Edward Lanphier et al in Nature:
It is thought that studies involving the use of genome-editing tools to modify the DNA of human embryos will be published shortly1. There are grave concerns regarding the ethical and safety implications of this research. There is also fear of the negative impact it could have on important work involving the use of genome-editing techniques in somatic (non-reproductive) cells. We are all involved in this latter area of work. One of us (F.U.) helped to develop the first genome-editing technology, zinc-finger nucleases2 (ZFNs), and is now senior scientist at the company developing them, Sangamo BioSciences of Richmond, California. The Alliance for Regenerative Medicine (ARM; in which E.L., M.W. and S.E.H. are involved), is an international organization that represents more than 200 life-sciences companies, research institutions, non-profit organizations, patient-advocacy groups and investors focused on developing and commercializing therapeutics, including those involving genome editing.

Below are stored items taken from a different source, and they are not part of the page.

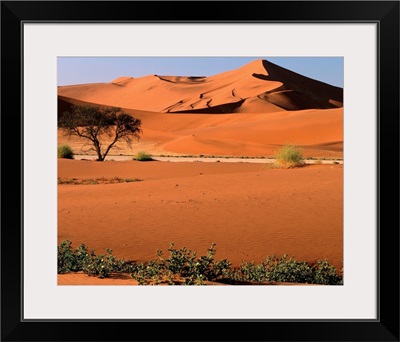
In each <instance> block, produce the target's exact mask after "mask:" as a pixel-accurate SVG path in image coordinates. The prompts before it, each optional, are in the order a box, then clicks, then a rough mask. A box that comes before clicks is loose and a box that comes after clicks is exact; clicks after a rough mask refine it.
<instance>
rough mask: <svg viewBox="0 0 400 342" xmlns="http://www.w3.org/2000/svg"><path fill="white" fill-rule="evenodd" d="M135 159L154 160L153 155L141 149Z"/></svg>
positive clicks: (133, 158)
mask: <svg viewBox="0 0 400 342" xmlns="http://www.w3.org/2000/svg"><path fill="white" fill-rule="evenodd" d="M133 159H134V160H138V161H151V160H153V157H152V156H151V154H149V153H146V152H143V151H139V152H138V153H137V155H136V157H134V158H133Z"/></svg>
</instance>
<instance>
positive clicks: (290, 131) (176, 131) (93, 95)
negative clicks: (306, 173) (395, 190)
mask: <svg viewBox="0 0 400 342" xmlns="http://www.w3.org/2000/svg"><path fill="white" fill-rule="evenodd" d="M74 103H75V104H77V103H91V104H99V105H105V106H117V107H121V108H123V109H124V110H125V111H126V112H128V113H129V114H131V115H134V116H135V117H138V118H140V119H141V120H142V128H143V135H142V139H141V144H144V146H146V147H147V149H150V150H152V151H153V152H155V151H158V152H163V151H165V152H166V153H167V152H171V153H177V154H205V155H207V154H214V155H249V156H268V155H271V154H272V153H273V152H274V150H275V149H276V147H278V146H280V145H282V144H287V143H295V144H299V145H302V146H303V147H304V151H305V155H310V156H311V155H312V156H317V157H334V158H338V157H342V155H343V89H342V88H338V87H334V86H331V85H328V84H326V83H323V82H319V81H316V80H313V79H310V78H307V77H304V76H302V75H299V74H297V73H294V72H292V71H290V70H287V69H284V68H282V67H279V66H277V65H275V64H273V63H270V62H268V61H266V60H257V61H254V62H251V63H249V64H247V65H245V66H243V67H241V68H238V69H235V70H231V71H227V72H224V73H220V74H217V75H214V76H210V77H204V76H160V75H149V76H145V77H140V78H133V77H129V76H122V77H119V78H117V79H115V80H113V81H112V82H110V83H94V84H80V85H71V86H61V87H59V88H58V113H59V115H61V114H62V113H63V112H65V111H67V110H69V108H70V106H71V104H74ZM59 139H60V141H63V139H64V140H65V138H63V137H62V136H61V135H59ZM77 143H78V142H77ZM139 147H140V146H139ZM149 152H151V151H149Z"/></svg>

Genome-editing technologies may offer a powerful approach to treat many human diseases, including HIV/AIDS, haemophilia, sickle-cell anaemia and several forms of cancer3. All techniques currently in various stages of clinical development focus on modifying the genetic material of somatic cells, such as T cells (a type of white blood cell). These are not designed to affect sperm or eggs. In our view, genome editing in human embryos using current technologies could have unpredictable effects on future generations. This makes it dangerous and ethically unacceptable. Such research could be exploited for non-therapeutic modifications. We are concerned that a public outcry about such an ethical breach could hinder a promising area of therapeutic development, namely making genetic changes that cannot be inherited.
At this early stage, scientists should agree not to modify the DNA of human reproductive cells. Should a truly compelling case ever arise for the therapeutic benefit of germline modification, we encourage an open discussion around the appropriate course of action.